Prof. Kaelin expressed his hope that this Guide serves as an inspiration to other regions vulnerable and prone to the devastating effects of disasters and climate change. There were already plans underway to commence, with the support of IOM, a similar process in the context of the South American Regional Conference on Migration (CSM).
Prof. Kaelin concluded by saying that the Global Compact on Migration will provide a unique opportunity to address the issue of migration as a mechanism to cope with climate change. Voluntary migration has the potential to allow people living in areas exposed to adverse impacts of climate change to make their own choices and avoid situations that otherwise may result in a humanitarian crisis and displacement in the future. He said that the Global Compact on Migration would be incomplete and lack in relevance if it failed to provide solid guidance on migration as a tool to adapt and cope with climate change and establish a consensus on how best to facilitate and manage such migration.
UNHCR intervened from the floor to stress the importance of the international community to tackle climate change and the impacts on human mobility it had. The speaker, Ms. Ellen Hansen, called for collaboration and pointed to the need to seize the political momentum coming from the New York Declaration and the Launch of the Platform on Disaster Displacement.
The last panelist, Prof. Kjellstrom, unveiled his background as medical doctor and mechanical engineer before presenting on technical and health issues as impacts of climate change. He called for the inclusion of scientists and researchers into these important debates. There was still not enough knowledge on the relationship between climate change and human health, animal health and other topics. Links between scientific communities and policy makers were often weak.

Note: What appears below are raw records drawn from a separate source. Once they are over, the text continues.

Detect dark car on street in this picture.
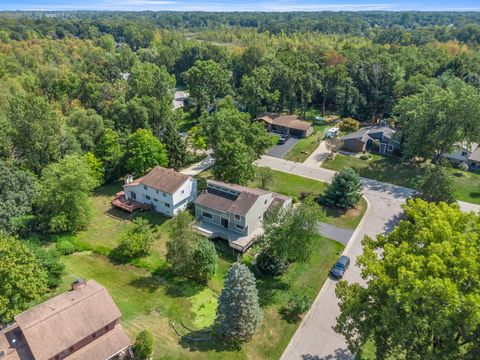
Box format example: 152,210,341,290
330,255,350,280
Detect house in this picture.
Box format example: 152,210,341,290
0,279,130,360
342,126,400,155
442,142,480,169
195,180,292,252
325,126,340,139
112,166,197,217
256,114,313,138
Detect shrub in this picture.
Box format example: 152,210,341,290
280,294,312,322
340,118,360,132
458,162,468,171
256,250,288,276
320,168,362,209
133,330,155,360
55,240,79,255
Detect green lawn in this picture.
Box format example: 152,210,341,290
39,180,343,359
322,154,480,204
250,170,367,229
283,124,331,162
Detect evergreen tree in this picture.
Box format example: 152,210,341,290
133,330,155,360
215,262,263,343
321,168,362,209
163,121,187,170
417,164,455,204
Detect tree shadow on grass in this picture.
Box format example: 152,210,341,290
255,274,290,307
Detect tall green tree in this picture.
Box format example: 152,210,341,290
262,198,324,263
125,129,168,175
0,232,47,324
95,129,125,181
321,168,362,209
395,78,480,160
214,262,263,343
417,163,455,204
335,199,480,360
185,60,231,110
117,218,155,261
162,121,187,170
35,155,98,233
67,109,104,151
0,161,37,233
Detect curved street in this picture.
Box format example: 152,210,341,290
256,156,480,360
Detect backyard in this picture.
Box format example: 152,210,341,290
45,183,343,359
322,154,480,204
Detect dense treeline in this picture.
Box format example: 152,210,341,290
0,11,480,48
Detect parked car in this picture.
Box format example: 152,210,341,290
330,255,350,279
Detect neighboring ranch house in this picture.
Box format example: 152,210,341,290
442,142,480,169
0,279,130,360
342,126,400,155
118,166,197,217
195,180,292,251
257,114,313,138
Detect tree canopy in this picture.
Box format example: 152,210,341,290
335,199,480,359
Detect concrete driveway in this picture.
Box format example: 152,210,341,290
267,134,300,159
256,156,480,360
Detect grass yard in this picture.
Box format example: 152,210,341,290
40,180,343,359
322,154,480,204
250,170,367,229
283,124,332,162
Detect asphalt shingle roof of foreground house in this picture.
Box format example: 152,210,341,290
125,166,190,194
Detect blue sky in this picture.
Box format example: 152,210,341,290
0,0,480,11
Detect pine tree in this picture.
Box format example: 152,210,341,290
215,262,263,343
321,168,362,209
417,163,455,204
163,121,187,170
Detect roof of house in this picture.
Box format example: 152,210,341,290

Based on his research, he could predict that very soon, large numbers of people will need to move out of their habitual places of residence simply because the temperatures are going to rise to a point where one cannot live, or work to produce food, in certain places anymore. An optimistic estimate was, if the 1.5 degree goal could be kept, that “only” 100 million people were going to be displaced in the coming years due to increasing heat.
Prof. Kjellstrom made a call for work at national level both in small and large countries to see the likely impact of various climate change risks or hazards, extreme weather increasing in frequency and anticipate migration pressures.